結論テキスト
本願商標は,登録すべきものとする。
Trademark Appeal Case
本データベースは、特許庁の審決例をAIで解析・要約したものです。拒絶理由通知に対する意見書作成や、審判請求書等の作成時の参考としてお役立てください。
| 審判番号 | 不服2020−8295(T2020−8295/J1) |
|---|---|
| 審判種別 | 不服 |
| 結論 | 勝訴(請求認容) |
本願商標は,別掲1のとおりの構成よりなり,第9類及び第16類に属する願書に記載のとおりの商品を指定商品として,平成30年11月27日に登録出願されたものであり,その後,指定商品については,原審における令和元年10月17日付けの手続補正書により,第9類「巻尺,物指し,その他の測定機械器具」及び第16類「定規,その他の文房具類,製図用具」と補正されたものである。
原査定において,本願の拒絶の理由に引用した登録商標は,以下の2件であり,いずれも現に有効に存続しているものである。

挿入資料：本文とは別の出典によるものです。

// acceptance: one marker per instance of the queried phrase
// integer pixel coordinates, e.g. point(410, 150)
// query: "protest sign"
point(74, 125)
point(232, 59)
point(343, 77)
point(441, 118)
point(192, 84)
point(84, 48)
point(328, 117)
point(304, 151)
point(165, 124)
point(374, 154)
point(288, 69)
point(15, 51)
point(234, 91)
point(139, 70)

(1)登録第5980625号商標は,別掲2のとおりの構成よりなり,平成28年12月2日に登録出願,第16類「文房具類」及び第35類「紙類及び文房具類の小売又は卸売の業務において行われる顧客に対する便益の提供」を含む第3類,第9類,第14類,第16類,第18類,第25類,第28類,第35類及び第41類に属する商標登録原簿に記載のとおりの商品及び役務を指定商品及び指定役務として同29年9月15日に設定登録されたものである。
(2)国際登録第1213388号商標は,「Stripe」の文字を横書きしてなり,2013年(平成25年)12月6日にSwitzerlandにおいてした商標登録出願に基づいてパリ条約第4条による優先権を主張し,2014年(平成26年)5月27日に国際商標登録出願,第9類「Measuring apparatus and instruments, namely vacuum measuring apparatus and vacuum-pressure measuring apparatus with capacitive membrane.」を指定商品として,平成27年10月2日に設定登録されたものである。
以下,上記(1)及び(2)をまとめていうときは,「引用商標」という。
原査定は,本願商標の構成中「Stripe」の文字部分を分離,抽出し,これと引用商標とが類似する商標であるから,本願商標が商標法第4条第1項第11号に該当するとしたものである。
本願商標は,別掲1のとおり,上段に「JYACK」の文字,下段に「Stripe」の文字を配してなり,かつ,下段の「Stripe」の文字は,上段の「JYACK」の文字に比して大きく,斜め右上がりに表してなるところ,上段と下段の各文字部分の構成は,大きさ及び書体が異なるものの,文字種を同じくし,左端をそろえて近接して配されていることから,全体として,外観上まとまりよく一体的に看取,把握されるものである。また,その構成文字全体に相応して生じる「ジャックストライプ」の称呼も,格別冗長というべきものでなく,無理なく一連に称呼し得るものである。
そうすると,本願商標のかかる構成及び称呼においては,これに接する取引者,需要者は,本願商標を一体のものと理解,認識するというのが相当である。
そして,当審において職権をもって調査するも,本願の指定商品を取り扱う業界において,本願商標の構成中,「Stripe」の文字部分のみが独立して認識されるとみるべき特段の事情も見いだせない。
したがって,本願商標から「Stripe」の文字部分を分離,抽出し,これを前提に,本願商標と引用商標とが類似するものとして,本願商標を商標法第4条第1項第11号に該当するとした原査定は,取消しを免れない。
その他,本願について拒絶の理由を発見しない。
よって,結論のとおり審決する。